THE Tenant Farmers Association (TFA) is urging local councils to work with farmers over the development of alternative power schemes.
It says that a number of cases have recently come to light when local authorities have assumed there will be agricultural land available to site wind turbines or other green energy technology, regardless of farmers’ plans for the land.
TFA chief executive George Dunn said: “We all understand the need to develop alternative means of energy production to ensure our long-term energy security as a nation but we must do so in a way which works positively with the communities who will be affected by the development of new energy schemes.”
He said there had been some cases in East Anglia where prime agricultural land was earmarked for energy schemes, despite opposition from local communities and what he said was a lack of consultation.
Mr Dunn said: “Clearly there is a huge incentive for local authorities to develop renewable energy schemes on the basis of the public subsidy available.
“However, public money should not be used in a way which displaces viable businesses or tramples on the rights of others.”

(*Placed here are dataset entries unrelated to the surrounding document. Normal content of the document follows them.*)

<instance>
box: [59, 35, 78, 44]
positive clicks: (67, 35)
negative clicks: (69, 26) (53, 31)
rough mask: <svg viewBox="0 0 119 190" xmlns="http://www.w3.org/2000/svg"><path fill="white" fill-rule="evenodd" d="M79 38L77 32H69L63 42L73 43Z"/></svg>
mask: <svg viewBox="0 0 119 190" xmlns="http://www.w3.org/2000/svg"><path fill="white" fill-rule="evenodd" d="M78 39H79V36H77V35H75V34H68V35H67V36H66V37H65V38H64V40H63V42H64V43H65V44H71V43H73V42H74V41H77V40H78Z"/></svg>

The TFA stepped in to negotiate on a scheme planned for Norfolk, which Mr Dunn said was now “much improved”.
He added: “We would warn all other local authorities considering the development of renewable energy schemes to do so on a basis of cooperation and not conflict.
“Local authorities need to remember that the homes and businesses of tenant farmers should be respected and to ensure that proper dialogue with farm tenants takes place.”
Meanwhile, the NFU is championing the bioefuels industry and the potential £1bn it can bring into the UK economy.
Delegates met with Transport Secretary Norman Baker this week and also visited the Ensus bioethanol refinery on Teesside.
NFU combinable crops board member Brett Askew said: “Ensus and Vivergo will provide an important domestic market for UK feed wheat, allowing farmers to hedge their sales and reduce the risk of being exposed to highly volatile commodity markets.
“This goes hand-in-hand with the biodiesel industry, which, already worth an estimated £600m at the farm gate, has seen an increase in production of oil seed rape yields of around 25% over the last 11 years, and is a growing market.
“The future of the two industries are linked together in a way that means Government must take them seriously, and that is the point we made to the Secretary of State for Transport when we met with him.”
At the moment, the UK imports 80% of the high protein animal feed used in livestock, pig and poultry production annually. This type of feed is a by-product of biofuel production and is yet another reason why the Government should support the industry, Mr Askew said.
He added: “The biofuel industry can become one of the most important markets for British agriculture. It has the potential for us to become more self-sufficient in high protein animal feed and import less from outside the UK, while providing an important floor in the market for our arable farmers.”